I had been wanting to audition for a theatre company since junior year of high school when I'd first heard about it while touring this campus. After sleepless nights and asking every possible question about it that you could think of, I dove in headfirst. I didn't even expect to see my name on the callback list...
But it was there.
And it was on the cast list the following day.
It's been absolutely insane ever since and in the best possible way. It's only the start of the rehearsal process, and it's already shaping up to be the most incredible experience. I'm finally feeling like my work is paying off for me. I now have the privilege of spending my days in rooms full of people who are genuinely glad I'm around, and it's the best thing ever. I'm so grateful, and I've genuinely never been happier. It hit me really hard, but at the same time, I feel like it hasn't hit me... and it won't.

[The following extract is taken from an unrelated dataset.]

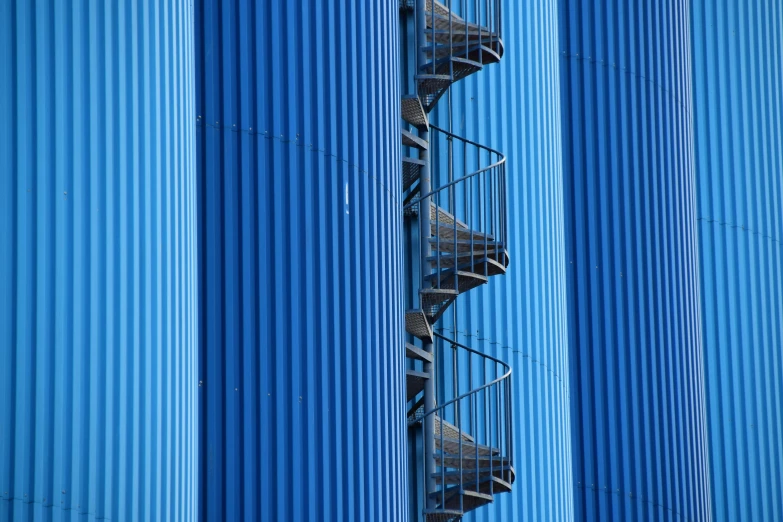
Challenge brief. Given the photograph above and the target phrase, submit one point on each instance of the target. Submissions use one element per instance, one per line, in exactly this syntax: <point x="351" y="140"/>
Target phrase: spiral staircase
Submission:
<point x="455" y="204"/>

I've dealt with a lot of BS throughout my life. Pettiness. Favoritism. Hypocrisy. Hell, I've even seen bribery. I've walked into the room after room full of people that already had their minds made up. You name it, I've seen it... but I always knew that I had a greater purpose, and therefore chose to take the high road. And look where it's gotten me; I've found places. I've found PEOPLE. And it's only the beginning.
My mom called me early in the morning on the day the cast list came out because I couldn't sleep. Callbacks had been the night before, and I was nervous beyond belief. She said to me "Phoebe, after all that you've had to deal with, it's finally your turn. Just accept it." And I cried, because she was right.